Fit-to-window and zoom in/out (buttons and mouse wheel).
Two pan modes:
Middle-mouse drag to pan.
Hold SPACE and left-drag to pan.
Left-drag (always) to draw a selection rectangle; after releasing, a preview appears.
Save the selected crop to a chosen output folder in PNG or JPG format.
Filename format when saving: page_###_obj###.png (or .jpg) — object counter increments per save.
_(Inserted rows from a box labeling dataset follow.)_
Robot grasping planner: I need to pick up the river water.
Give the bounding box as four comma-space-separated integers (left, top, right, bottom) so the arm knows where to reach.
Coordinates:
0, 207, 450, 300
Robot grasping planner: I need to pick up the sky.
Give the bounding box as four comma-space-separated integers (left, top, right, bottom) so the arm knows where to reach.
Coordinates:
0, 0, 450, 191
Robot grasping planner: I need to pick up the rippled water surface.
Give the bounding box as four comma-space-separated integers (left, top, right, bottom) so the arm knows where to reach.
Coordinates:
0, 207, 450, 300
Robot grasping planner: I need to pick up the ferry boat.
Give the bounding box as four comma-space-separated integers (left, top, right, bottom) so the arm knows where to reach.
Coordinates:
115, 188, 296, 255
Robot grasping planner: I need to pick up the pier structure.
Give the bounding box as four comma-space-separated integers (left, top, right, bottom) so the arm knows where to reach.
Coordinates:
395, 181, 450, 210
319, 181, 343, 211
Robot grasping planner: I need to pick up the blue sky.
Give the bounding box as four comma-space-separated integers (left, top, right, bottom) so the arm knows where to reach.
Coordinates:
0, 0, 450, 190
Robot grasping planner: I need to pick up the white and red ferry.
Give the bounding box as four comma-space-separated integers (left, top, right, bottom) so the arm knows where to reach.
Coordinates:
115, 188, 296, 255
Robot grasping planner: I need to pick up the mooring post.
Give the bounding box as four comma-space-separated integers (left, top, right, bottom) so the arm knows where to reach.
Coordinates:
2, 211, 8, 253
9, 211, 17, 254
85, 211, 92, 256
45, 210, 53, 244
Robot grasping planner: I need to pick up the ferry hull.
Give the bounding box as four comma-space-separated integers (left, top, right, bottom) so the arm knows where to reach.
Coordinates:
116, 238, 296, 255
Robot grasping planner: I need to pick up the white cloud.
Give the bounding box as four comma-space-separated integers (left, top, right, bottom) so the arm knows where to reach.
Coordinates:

Installation / Requirements
Make sure you have Python 3.8+ and install the Python dependencies:
pip install pillow pdf2image
pdf2image requires a PDF rasterizer (Poppler). Install Poppler:
Linux (apt): sudo apt install poppler-utils
macOS (Homebrew): brew install poppler
Windows: download Poppler binaries and add to PATH (e.g., from https://poppler.freedesktop.org/ or a maintained Windows build).
How to run
Save the script as manual_extractor.py (or your preferred name) and run:
python manual_extractor.py
Usage (quick)
Click Select PDF/Image and choose a .pdf, .jpg, .jpeg or .png.
For PDFs, set the DPI (PDF) value before loading if you want higher/lower rasterization quality (default: 200).
Click Choose Output Folder to pick where crops will be saved.
Navigate pages with Prev Page / Next Page.
Zoom:
Click Zoom In / Zoom Out,
or use the mouse wheel.
Pan:
Middle-mouse button drag, OR
Hold SPACE and left-drag.
Selection & crop:
Left-drag to draw a selection rectangle (minimum ~6 canvas pixels).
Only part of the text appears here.